「グスト?おい、グスト?」
リンが、グストのおかしな様子を察したのか、袖を引っ張るが耳に入ってこない。
「あいつが、いるというコトは、当主も来ているのか?」
だったら、わざわざアイスラに帰る必要はない。
ここで引導を渡してくれる。
腕が震える。
ダメだ、我慢しろ。あいつはララ。アイスブランド家の中では立場の低い、ただの長女だ。

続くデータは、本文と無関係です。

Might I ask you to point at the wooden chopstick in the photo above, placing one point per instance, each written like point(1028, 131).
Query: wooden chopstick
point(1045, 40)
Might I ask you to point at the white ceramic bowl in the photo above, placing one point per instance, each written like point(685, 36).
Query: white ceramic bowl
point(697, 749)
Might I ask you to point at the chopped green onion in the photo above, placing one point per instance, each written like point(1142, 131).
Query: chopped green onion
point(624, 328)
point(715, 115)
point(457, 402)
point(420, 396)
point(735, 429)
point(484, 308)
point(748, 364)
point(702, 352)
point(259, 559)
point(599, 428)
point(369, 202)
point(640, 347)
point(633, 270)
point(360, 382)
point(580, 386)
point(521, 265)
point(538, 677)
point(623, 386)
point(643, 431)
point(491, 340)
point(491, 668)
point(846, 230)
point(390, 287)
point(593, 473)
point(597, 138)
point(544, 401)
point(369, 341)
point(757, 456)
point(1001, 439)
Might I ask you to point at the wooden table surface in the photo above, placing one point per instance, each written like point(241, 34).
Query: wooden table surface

あいつを殺すのは、当主の次・・・アイツの母親と兄を殺した後だ。
しかし・・・。
「あ!やっぱりグストだ、久しぶり!元気だった?」
ララは自分の顔を見ると、パァと明るい顔になってこちらに近づいてきた。
ちっ!気付かれた。相変わらず、記憶力だけはいい女だ。
「あぁ、元気だよ。お前たちを殺すまで、簡単に死ねるものか?」
誤魔化したところで通用しないだろうから、開き直った。
貴族相手だからといって、引けを取るわけには行かない。
そもそも、コイツは俺の家族の敵。
許すものか。
「なんだ?グスト、知り合いか?また、えらい美人と知り合いだな。もしかして彼女ってヤツか?」
とりあえず、リンの言葉は無視だ。
まったく、せっかくの敵とあったと言うのに、子供連れとは格好が付かないにもほどがある。
だいたい、彼女だと?そんな言葉があるなら、彼女はその対極にいる女だ。